I grew up in the South, and as a child I heard words, phrases, idioms, etc. that are not commonly heard in the North, where I now live. One such phrase is fixing to.
I hear the single word fixing here in Indiana, but seldom do I hear the phrase fixing to.
For example, in the North people fix flat tires, fix dinner, and fix their hair, just as people do in the South. Northerners also speak of fixed rates and fixed incomes. Rarely, however, is anyone or anything in the North fixing to do anything.
The phrase fixing to is essentially the same as the phrase about to, but with a slightly stronger meaning. Fixing to as we used it when I was growing up in Arkansas carried a sense of immediacy that about to didn’t quite capture.
The phrase about to worked fine in some sentences. For example, a Southern woman might have said, “Guess what! I’m about to become a grandmother!”
A few moths later though, that same woman might be heard to say, “I’m fixing to tell my daughter to put a cap on that baby’s head!”
Down South, we routinely heard sentences like these.
“It’s fixing to rain.”
“School is fixing to start.”
“I’m fixing to spank your bottom.”
I don’t know what we would have done without that useful phrase. For example, if Mom asked me if I had done my homework, I often responded, “No, but I’m fixing to.” Enough said.

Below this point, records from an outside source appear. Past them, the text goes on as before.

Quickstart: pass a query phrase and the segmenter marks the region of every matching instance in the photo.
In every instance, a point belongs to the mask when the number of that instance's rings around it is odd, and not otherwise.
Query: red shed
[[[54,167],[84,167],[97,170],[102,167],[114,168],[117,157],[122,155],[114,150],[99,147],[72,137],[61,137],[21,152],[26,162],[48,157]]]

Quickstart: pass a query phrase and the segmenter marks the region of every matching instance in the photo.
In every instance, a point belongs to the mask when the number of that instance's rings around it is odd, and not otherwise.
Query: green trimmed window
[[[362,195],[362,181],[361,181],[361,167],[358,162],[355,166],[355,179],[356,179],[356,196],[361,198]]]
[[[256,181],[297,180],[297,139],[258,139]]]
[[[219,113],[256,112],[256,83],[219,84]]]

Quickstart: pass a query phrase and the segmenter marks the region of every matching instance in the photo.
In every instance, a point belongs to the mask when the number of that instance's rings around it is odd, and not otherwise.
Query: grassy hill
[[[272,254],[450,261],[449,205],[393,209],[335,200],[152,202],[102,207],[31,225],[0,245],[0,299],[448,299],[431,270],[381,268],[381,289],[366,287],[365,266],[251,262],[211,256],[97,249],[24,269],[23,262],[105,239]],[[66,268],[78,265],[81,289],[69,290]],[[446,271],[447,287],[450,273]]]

Dad often told us kids to clear all of our stuff out of the yard because he was fixing to mow. Dad didn’t need to add the words “right now” to his instructions because we knew if he was fixing to mow the yard, he didn’t mean later today.

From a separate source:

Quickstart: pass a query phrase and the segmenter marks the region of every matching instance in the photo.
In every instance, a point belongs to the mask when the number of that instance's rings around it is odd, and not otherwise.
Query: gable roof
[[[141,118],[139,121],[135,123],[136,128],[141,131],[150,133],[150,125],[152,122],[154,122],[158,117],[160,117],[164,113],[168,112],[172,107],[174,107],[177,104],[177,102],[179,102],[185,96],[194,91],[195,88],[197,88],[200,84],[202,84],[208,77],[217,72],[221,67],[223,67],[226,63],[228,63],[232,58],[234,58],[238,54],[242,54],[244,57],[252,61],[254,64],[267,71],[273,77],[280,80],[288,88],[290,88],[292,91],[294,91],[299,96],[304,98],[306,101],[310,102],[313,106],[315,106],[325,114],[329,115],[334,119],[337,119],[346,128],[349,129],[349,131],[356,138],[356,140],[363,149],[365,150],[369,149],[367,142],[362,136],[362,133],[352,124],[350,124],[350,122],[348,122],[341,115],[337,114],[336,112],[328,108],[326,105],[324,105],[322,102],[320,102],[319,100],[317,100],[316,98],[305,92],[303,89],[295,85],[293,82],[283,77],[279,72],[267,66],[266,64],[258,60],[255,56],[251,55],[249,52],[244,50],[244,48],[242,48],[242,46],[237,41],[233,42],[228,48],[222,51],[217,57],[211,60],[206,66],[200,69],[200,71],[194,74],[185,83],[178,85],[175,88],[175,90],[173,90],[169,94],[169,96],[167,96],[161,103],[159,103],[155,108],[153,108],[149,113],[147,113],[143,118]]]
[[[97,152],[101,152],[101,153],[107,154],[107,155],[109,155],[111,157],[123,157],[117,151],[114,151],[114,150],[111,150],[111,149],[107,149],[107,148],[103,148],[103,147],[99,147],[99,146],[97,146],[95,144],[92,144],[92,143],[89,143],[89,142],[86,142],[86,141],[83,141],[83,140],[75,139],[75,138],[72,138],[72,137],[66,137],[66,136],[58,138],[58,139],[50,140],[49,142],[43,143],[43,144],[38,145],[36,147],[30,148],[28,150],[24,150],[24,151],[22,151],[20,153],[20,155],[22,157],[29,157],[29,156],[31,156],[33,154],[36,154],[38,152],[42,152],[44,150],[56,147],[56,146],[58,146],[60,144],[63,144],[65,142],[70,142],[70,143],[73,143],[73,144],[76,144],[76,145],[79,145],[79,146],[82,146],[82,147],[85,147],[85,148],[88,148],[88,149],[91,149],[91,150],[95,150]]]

On Sunday morning we kids were encouraged to get a move on because “It’s a quarter to ten and we’re fixing to be late for church!” We complied because we knew anyone walking into church late was fixing to get the evil eye from the on-time arrivers.
Most of us grew up using terms that other people are not familiar with. For example, some people (not I) say, “I carried my grandpa to the grocery store.” Of course they mean they drove him there. Other people refer to shopping carts as buggies and to bottles of pop as bottles of soda. (How can some people be so wrong?)
And depending upon where you grew up, those Sunday get-togethers when church members take food and share it after the worship service are either potlucks, pitch-ins, basket dinners, or covered-dish meals.
I try to be tolerant and sensitive with word anomalies used by people who grew up differently from me, but it isn’t always easy.
A few years ago I taught the Cradle Roll class with a woman who grew up farther south of the Mason-Dixon Line than I did. One Sunday she and I were using a flip chart and leading our baby students in singing the song, If I Plant a Button, Will It Grow?
When we came to the end of the song, I sang: “A button’s not a living thing so it won’t grow. God didn’t plan for buttons to grow.”
My friend sang: “A button’s not a living thing so it won’t grow. God didn’t aim for buttons to grow.” Same theology expressed in different words.
But her “aim for” struck me as so funny I had to turn and look away because I knew I was fixing to laugh.